"De Palio di Siena? Het is geen stadiongeweld, het is iets heel anders. Na de race gaan we naar de graven op het kerkhof, waar de levenden feestvieren met de doden." Maurizio Bianchini onthult de geheimen van de wedstrijd.

Om de geest ervan te begrijpen, is het niet voldoende om de 90 seconden durende, hectische race te bekijken. Je moet je onderdompelen in de soms brute logica, de voorouderlijke rituelen. "Je moet de dag na de race bij de Cimitero della Misericordia zijn", legt Maurizio Bianchini uit, al veertig jaar de televisiestem van de Palio di Siena . "De eerste act van de winnende contrada vindt daar plaats, op de graven: de levenden vieren hun succes met de doden , terwijl ze vlaggen hijsen onder de klanken van trommels." In een interview met Corriere della Sera onthult Bianchini, een Sienese Tartuca-renner en erfgenaam van de legendarische radiocommentator Silvio Gigli ("een tweede vader voor mij"), de geheimen van een wedstrijd die hij omschrijft als "uniek, ongeëvenaard in de wereld".
Een van de meest fascinerende en controversiële aspecten is de rol van geld, dat rijkelijk vloeit, maar volgens ongeschreven regels. "Waar ter wereld vind je nog een race waarbij de winnaar iedereen moet betalen? " vraagt Bianchini. En hij spreekt van "een paar miljoen euro ". Maar juist bij de "canapé", het dubbele touw aan de start, worden de meest ongelooflijke deals gesloten. "De contrada stelt de jockey veel geld ter beschikking. Als hij een tegenstander tegenkomt die hem aan de startlijn lastigvalt, kan hij hem €100.000 beloven" om aan de kant te gaan. "En diezelfde avond wordt de schuld afbetaald . Het is geen gewone race." De beloning zelf is goud waard: "De hoogst gewaardeerde jockey voor minder dan €100.000 beweegt niet. En hij strijkt het dubbele of drievoudige daarvan op als hij wint." Een geldcyclus die zo hectisch is dat, zo herinnert hij zich, in het verleden zelfs de Belastingdienst “Aceto [de succesvolste jockey aller tijden, red.] een boete van 500 miljoen lire heeft opgelegd wegens belastingontduiking.”

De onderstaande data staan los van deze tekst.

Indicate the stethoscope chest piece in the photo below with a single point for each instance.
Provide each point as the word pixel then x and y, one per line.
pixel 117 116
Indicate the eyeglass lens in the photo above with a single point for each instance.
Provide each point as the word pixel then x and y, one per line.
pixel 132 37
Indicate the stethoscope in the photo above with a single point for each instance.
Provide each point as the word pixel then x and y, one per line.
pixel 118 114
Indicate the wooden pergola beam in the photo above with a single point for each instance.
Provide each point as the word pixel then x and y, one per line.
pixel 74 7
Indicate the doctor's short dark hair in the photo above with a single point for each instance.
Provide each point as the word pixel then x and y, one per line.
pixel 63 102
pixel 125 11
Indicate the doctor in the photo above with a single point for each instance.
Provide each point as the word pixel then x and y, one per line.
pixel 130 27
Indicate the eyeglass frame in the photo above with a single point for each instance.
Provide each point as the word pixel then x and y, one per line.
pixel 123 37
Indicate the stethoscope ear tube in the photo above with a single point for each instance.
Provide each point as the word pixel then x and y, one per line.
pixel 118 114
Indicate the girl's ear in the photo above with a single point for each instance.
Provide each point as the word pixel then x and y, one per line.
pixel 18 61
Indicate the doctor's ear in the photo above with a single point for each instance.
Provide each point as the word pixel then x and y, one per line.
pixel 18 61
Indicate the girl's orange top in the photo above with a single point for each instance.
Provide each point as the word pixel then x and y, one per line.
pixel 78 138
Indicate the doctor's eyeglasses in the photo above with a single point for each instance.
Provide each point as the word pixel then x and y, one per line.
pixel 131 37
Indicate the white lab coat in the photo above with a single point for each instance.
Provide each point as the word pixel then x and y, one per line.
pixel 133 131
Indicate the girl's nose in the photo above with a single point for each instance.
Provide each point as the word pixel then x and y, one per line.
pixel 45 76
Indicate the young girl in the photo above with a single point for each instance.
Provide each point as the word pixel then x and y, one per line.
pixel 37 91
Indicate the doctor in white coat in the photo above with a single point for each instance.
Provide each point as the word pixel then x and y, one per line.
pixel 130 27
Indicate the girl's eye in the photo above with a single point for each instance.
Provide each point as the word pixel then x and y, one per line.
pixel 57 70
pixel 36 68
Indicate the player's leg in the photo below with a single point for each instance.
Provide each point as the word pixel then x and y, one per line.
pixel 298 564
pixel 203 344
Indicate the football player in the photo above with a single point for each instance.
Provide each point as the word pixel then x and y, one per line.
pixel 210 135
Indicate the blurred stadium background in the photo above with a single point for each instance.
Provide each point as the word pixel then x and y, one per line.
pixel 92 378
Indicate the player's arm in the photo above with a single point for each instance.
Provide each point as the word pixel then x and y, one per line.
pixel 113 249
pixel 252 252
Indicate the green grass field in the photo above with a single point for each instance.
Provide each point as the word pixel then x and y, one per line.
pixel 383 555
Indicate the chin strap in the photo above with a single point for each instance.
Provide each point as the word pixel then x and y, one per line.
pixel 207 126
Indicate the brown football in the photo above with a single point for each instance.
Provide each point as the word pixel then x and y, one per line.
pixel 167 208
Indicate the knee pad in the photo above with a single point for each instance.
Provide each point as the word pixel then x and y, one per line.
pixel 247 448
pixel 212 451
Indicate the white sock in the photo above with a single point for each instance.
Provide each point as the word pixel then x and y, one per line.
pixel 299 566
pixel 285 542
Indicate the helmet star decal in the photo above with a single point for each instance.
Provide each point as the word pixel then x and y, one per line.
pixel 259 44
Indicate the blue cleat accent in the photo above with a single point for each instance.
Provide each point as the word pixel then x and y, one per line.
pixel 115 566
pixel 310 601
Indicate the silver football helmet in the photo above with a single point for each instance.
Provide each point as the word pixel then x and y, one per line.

De race zelf is een gevecht zonder grenzen: " Alles is toegestaan: blokkeren, blokkeren, de omheining sluiten, afzetten," legt Bianchini uit. Dit geweld zou voor mensen buiten Siena dierenmishandeling kunnen lijken. Er is echter één duidelijke regel: "Behalve zweepslagen binnen het touw. Na de start mag de tegenstander gegeseld worden." De zweep, een gedroogde ossenpees, mag dus op het paard van de tegenstander worden gebruikt, maar niet voordat de race officieel begonnen is. Zelfs vechtpartijen tussen leden van de contrada, bekend als "fronteggiamenti", volgen hun eigen code. "Dit is geen stadiongeweld ," specificeert de commentator. Hij vertelt twee emblematische anekdotes. "Ooit botsten de leden van de contrada van L'Aquila met hun rivalen van de Pantera. Een van hen liet zijn ringvinger zien en riep: 'Ik ben mijn trouwring kwijt!' Ze stopten allemaal om hem te zoeken. Zodra ze hem hadden gevonden, begonnen ze opnieuw te luiden." Een andere keer, tijdens een vechtpartij tussen de Civetta en de Leocorno, werd de eigenaar van een restaurant ziek. De rivalen maakten een einde aan het gevecht, belden een ambulance, en toen het gevecht weer oplaaide, "laaide het weer op".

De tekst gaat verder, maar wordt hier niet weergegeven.